When you run the compaction commands manually, or with the `WhApps` shell in dev mode, you may see warnings like:
couch_compactor_fsm:compact_db(
bigcouch@db01.somehost.com,some_db ).

=ERROR REPORT==== 16-May-2012::23:39:09 ===

global: whistle_con_1337211446@whapps.somehost.com
failed to connect to bigcouch@db01.somehost.com

=ERROR REPORT==== 16-May-2012::23:39:09 ===

global: whistle_con_1337211446@whapps.somehost.com
failed to connect to bigcouch@db02.somehost.com

=ERROR REPORT==== 16-May-2012::23:39:10 ===

global: whistle_con_1337211446@whapps.somehost.com
failed to connect to bigcouch@db03.somehost.com

=ERROR REPORT==== 16-May-2012::23:39:10 ===

global: whistle_con_1337211446@whapps.somehost.com failed to connect to bigcouch@db04.somehost.com

done


These are mostly-ignorable errors; if compaction runs despite their presence, they are of little consequence.
 
 
## Couch Compactor Internals

Currently, **Couch Compactor** is a long-running process that runs constantly through the list of known **BigCouch** nodes, locates the 
names of the shards within each node, locates the names of the design documents in each database, and chooses whether to compact said 
database or view based on two criteria: minimum disk size, and ratio of disk size to dataset size. The size of a database varies between 
the actual dataset and the size the database occupies on disk. This is because old revisions of documents are not removed from disk until 
a compaction has been triggered. As such, it is not uncommon to see a 10MB dataset occupy 5GB of disk space (if new documents are 
frequently created or current documents updated frequently, for instance). Compaction removes the stale revisions from disk, freeing that 
space back up to the operating system. The compaction routine can be manually triggered using the `couch_compactor_fsm:force_compaction/{0,2}` function call. `couch_compactor_fsm:force_compaction/0`is the equivalent of calling `couch_compactor_fsm:force_compaction(0,1).` 

The two parameters are the minimum disk space and the ratio of disk-space/dataset. If set higher than 0, minimum disk space, or MDS, 
disregards any database or design that occupies less than the MDS. This is a simple way to ignore trivial databases, especially ones with 
a minimum number of documents and changes. The more interesting parameter is the ratio of disk-space/dataset. The more a database changes, 
the larger the ratio becomes, and the more disk space that can be reclaimed through compaction.

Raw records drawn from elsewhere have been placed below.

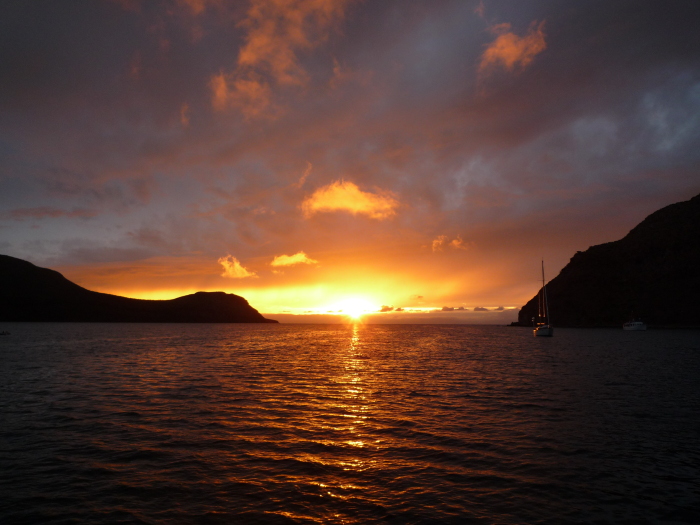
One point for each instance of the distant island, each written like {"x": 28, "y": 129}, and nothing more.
{"x": 653, "y": 273}
{"x": 30, "y": 293}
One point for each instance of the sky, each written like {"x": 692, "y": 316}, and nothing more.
{"x": 414, "y": 159}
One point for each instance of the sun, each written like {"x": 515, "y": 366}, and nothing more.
{"x": 355, "y": 307}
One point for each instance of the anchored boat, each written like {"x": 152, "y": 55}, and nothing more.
{"x": 544, "y": 326}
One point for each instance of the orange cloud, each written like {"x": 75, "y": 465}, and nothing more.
{"x": 442, "y": 240}
{"x": 291, "y": 260}
{"x": 438, "y": 242}
{"x": 305, "y": 175}
{"x": 509, "y": 50}
{"x": 276, "y": 31}
{"x": 346, "y": 196}
{"x": 233, "y": 268}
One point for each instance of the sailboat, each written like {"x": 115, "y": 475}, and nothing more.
{"x": 544, "y": 327}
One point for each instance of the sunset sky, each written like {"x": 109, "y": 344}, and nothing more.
{"x": 317, "y": 155}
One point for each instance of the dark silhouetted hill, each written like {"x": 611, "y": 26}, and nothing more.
{"x": 30, "y": 293}
{"x": 653, "y": 274}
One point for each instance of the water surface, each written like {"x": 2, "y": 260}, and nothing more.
{"x": 129, "y": 423}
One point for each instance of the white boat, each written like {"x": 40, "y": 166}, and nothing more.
{"x": 544, "y": 326}
{"x": 634, "y": 325}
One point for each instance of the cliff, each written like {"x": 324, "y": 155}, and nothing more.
{"x": 653, "y": 273}
{"x": 30, "y": 293}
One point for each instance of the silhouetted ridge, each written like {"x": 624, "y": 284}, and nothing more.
{"x": 30, "y": 293}
{"x": 653, "y": 273}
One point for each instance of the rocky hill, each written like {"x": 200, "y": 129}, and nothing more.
{"x": 653, "y": 273}
{"x": 30, "y": 293}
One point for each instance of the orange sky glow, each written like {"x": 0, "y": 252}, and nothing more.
{"x": 400, "y": 161}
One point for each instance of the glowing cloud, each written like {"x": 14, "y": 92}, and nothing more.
{"x": 442, "y": 240}
{"x": 233, "y": 268}
{"x": 291, "y": 260}
{"x": 509, "y": 50}
{"x": 346, "y": 196}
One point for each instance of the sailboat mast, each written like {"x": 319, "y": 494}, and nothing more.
{"x": 545, "y": 306}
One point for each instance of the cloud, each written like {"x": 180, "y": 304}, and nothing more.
{"x": 251, "y": 95}
{"x": 443, "y": 240}
{"x": 305, "y": 175}
{"x": 46, "y": 212}
{"x": 185, "y": 115}
{"x": 439, "y": 242}
{"x": 276, "y": 32}
{"x": 291, "y": 260}
{"x": 233, "y": 268}
{"x": 346, "y": 196}
{"x": 509, "y": 50}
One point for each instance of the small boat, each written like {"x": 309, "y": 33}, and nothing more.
{"x": 634, "y": 325}
{"x": 544, "y": 326}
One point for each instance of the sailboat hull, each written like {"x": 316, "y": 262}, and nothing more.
{"x": 543, "y": 331}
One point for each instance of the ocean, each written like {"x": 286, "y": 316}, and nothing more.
{"x": 347, "y": 424}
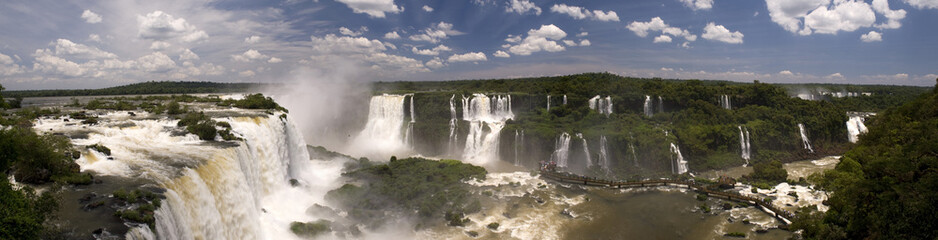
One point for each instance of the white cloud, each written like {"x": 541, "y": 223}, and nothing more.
{"x": 433, "y": 51}
{"x": 392, "y": 35}
{"x": 435, "y": 63}
{"x": 655, "y": 25}
{"x": 698, "y": 4}
{"x": 468, "y": 57}
{"x": 719, "y": 33}
{"x": 541, "y": 39}
{"x": 159, "y": 45}
{"x": 155, "y": 62}
{"x": 90, "y": 17}
{"x": 246, "y": 73}
{"x": 161, "y": 26}
{"x": 436, "y": 33}
{"x": 921, "y": 4}
{"x": 522, "y": 6}
{"x": 893, "y": 16}
{"x": 374, "y": 8}
{"x": 188, "y": 55}
{"x": 252, "y": 39}
{"x": 349, "y": 32}
{"x": 249, "y": 56}
{"x": 65, "y": 47}
{"x": 872, "y": 36}
{"x": 583, "y": 13}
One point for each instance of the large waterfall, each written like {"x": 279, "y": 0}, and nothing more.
{"x": 492, "y": 112}
{"x": 855, "y": 127}
{"x": 384, "y": 133}
{"x": 725, "y": 102}
{"x": 804, "y": 138}
{"x": 744, "y": 147}
{"x": 561, "y": 150}
{"x": 679, "y": 165}
{"x": 586, "y": 150}
{"x": 603, "y": 105}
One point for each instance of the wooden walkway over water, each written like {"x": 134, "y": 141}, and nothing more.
{"x": 767, "y": 206}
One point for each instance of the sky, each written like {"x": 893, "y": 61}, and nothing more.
{"x": 54, "y": 44}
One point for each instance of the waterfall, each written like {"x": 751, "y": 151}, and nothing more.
{"x": 804, "y": 137}
{"x": 603, "y": 155}
{"x": 855, "y": 127}
{"x": 452, "y": 124}
{"x": 649, "y": 111}
{"x": 744, "y": 150}
{"x": 382, "y": 135}
{"x": 725, "y": 102}
{"x": 586, "y": 150}
{"x": 492, "y": 112}
{"x": 603, "y": 105}
{"x": 561, "y": 150}
{"x": 679, "y": 165}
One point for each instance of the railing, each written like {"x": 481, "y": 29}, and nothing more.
{"x": 779, "y": 213}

Not much benefit is gained by compacting a 
database with a ratio of 2, but a ratio of 500 suddenly becomes quite meaningful in terms of disk space freed. The `force_compaction/2` 
allows you to play with the settings to tailor the impact of a compaction run (running compaction is not without cost, in CPU and 
temporary disk space utilization). This `force_compaction/2` function can be used to reclaim disk space on a busy **BigCouch** node that 
is reaching critical levels in free disk space. If you want to compact a single database, you can call `couch_compactor_fsm:compact_db/1`, 
passing the unencoded (so `foo/bar` instead of `foo%2Fbar`) version of the database (the compaction will be run with `MDS=0` and
`ratio=1`). In all compaction routines, there is a self-imposed, random delay of 1-10 seconds between compactions, so as to not overload a 
node with requests. A compaction includes compacting the database, the views, and the view index (see **CouchDB** compaction
for more). For maximum effectiveness, a little setup is necessary to enable couch_compactor to peek behind the HAProxy veil. There is a config paramater (settable at runtime as well) in `whistle_couch/priv/startup.config`called `bigcouch_cookie`. Set this `config` parameter to the cookie you setup your **BigCouch** nodes with (or set it via `couch_mgr:set_node_cookie/1`), and `couch_compactor` will be able to 
directly connect to the individual **BigCouch** nodes to compact their sharded databases.